Sjolander Road Fellowship

Declaring the God of Unconditional Love

the birthright



Birthright is defined as a right, possession, or privilege obtained by birth. It identifies something attained and enjoyed because of the circumstances of one's birth- the place, time, or parentage. Interestingly the idea of a birthright and the concept of equality, in its many varied forms, are essentially at odds. Whether equality is taken to mean equal opportunity or equal outcomes, a privilege or possession resulting from birth circumstances is a fundamental denial of equality.


Within our society we rarely hear the word birthright, but it is often in the background of our political, economic, and even religious thoughts and discussions. A prime example is the issue of laws governing inheritances.
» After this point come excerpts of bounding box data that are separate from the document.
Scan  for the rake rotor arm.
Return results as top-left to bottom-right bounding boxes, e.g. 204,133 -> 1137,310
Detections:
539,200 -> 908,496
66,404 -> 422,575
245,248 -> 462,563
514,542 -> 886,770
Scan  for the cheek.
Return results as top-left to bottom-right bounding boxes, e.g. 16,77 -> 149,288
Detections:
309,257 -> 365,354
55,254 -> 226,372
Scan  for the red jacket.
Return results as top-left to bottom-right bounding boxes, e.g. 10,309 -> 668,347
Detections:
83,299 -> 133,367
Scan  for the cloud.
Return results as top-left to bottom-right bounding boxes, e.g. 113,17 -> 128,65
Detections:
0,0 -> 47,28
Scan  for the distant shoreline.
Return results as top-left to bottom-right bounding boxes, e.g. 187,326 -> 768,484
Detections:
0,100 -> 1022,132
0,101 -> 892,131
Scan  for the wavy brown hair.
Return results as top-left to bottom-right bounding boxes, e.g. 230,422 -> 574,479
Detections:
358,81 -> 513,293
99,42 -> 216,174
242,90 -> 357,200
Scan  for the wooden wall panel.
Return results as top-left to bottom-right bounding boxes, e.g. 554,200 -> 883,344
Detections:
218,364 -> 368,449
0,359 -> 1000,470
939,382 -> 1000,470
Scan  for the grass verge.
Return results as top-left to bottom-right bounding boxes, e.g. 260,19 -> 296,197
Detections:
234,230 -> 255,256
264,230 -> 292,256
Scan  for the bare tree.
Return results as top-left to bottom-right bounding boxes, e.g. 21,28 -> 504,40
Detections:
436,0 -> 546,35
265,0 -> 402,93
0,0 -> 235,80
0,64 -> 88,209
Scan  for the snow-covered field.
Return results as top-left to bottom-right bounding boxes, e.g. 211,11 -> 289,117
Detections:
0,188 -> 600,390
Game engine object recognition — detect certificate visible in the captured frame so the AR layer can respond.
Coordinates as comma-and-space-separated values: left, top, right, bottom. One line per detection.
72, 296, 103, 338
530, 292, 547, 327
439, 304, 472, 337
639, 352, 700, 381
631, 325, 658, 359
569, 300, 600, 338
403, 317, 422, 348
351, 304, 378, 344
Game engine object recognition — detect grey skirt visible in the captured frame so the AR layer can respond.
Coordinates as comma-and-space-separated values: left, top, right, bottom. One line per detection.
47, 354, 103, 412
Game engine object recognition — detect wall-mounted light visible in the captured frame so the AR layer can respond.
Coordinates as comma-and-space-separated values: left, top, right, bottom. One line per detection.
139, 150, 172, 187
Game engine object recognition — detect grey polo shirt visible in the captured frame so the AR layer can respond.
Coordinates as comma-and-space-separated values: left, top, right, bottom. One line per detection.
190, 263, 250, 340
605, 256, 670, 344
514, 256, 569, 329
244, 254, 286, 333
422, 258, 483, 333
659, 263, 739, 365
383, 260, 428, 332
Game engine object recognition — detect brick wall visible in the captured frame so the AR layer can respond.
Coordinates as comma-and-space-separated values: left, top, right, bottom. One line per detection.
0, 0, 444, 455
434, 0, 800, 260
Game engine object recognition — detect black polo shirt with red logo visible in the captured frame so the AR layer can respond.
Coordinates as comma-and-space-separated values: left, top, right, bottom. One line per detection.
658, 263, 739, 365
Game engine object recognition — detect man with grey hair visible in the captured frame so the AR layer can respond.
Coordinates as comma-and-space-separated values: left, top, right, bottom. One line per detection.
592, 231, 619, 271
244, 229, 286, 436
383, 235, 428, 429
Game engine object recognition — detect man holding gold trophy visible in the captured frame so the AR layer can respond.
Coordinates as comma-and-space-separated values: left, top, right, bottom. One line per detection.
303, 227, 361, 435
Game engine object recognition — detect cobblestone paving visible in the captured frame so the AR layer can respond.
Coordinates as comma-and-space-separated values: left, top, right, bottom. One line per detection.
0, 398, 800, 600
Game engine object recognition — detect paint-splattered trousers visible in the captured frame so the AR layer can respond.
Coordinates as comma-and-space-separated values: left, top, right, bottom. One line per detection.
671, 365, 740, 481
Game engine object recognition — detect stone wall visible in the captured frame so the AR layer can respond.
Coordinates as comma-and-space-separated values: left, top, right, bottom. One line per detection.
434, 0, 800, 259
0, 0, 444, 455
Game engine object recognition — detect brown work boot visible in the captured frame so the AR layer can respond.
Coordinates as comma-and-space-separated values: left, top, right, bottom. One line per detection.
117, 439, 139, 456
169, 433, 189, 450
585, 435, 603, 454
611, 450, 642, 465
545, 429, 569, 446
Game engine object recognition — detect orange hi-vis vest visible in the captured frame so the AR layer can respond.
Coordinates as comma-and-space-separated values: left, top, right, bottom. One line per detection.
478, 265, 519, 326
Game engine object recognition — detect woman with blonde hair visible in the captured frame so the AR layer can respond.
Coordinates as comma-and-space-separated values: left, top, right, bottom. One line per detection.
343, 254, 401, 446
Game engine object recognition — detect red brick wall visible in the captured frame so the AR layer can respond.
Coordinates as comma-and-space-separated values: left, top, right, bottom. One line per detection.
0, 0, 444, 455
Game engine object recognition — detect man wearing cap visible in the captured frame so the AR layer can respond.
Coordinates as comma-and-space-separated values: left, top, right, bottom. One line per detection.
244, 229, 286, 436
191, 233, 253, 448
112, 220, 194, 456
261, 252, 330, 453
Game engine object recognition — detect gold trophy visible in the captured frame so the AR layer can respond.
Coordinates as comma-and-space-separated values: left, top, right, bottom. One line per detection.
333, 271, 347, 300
It is obvious that most people cherish the ability to pass accumulated wealth on to whomever they choose. The transmitters of inheritance claim the right to dispose of their possessions as they see fit. For the most part inheritors are family members who enjoy the prosperity of their forbearers as a matter of birth. Few would argue that inherited money is not a distinct advantage in securing further economic success.


Religiously, we routinely hear both church leaders and politicians support a special privilege for Christianity, it being the historically prevalent theology in America. The prevalence and special status of Christianity is a matter of tradition. If we had been born elsewhere we would tend to honor a different tradition. Traditions, religious and otherwise, are another means whereby birthrights are established.


Politically we might consider the current conflict over immigration, legal and otherwise. The entire notion of special status and privilege accruing to some people because they were born inside a certain boundary involves a birthright. 


Our sacred Declaration of Independence declared the inalienability of equality as the crowning principle upon which our nation was to be established. Whether we see that equality as that of opportunity or outcome, how can members of society ever experience either when so much of our economic, religious, and political process promotes privileges based on random factors of birth.


Birthright privileges are the true entitlements in our society. Those who demonize others for enjoying so called government entitlement programs might pause for a moment to consider how much they claim as an entitlement for no reason other than birthright. None of us has earned the privileges and advantages we may enjoy because of birth circumstances. When we insist on those advantages, we demand to be treated extraordinarily merely because we were privileged in the first place. Such thinking is perhaps understandable  but hardly noble or the makings of an exemplary society.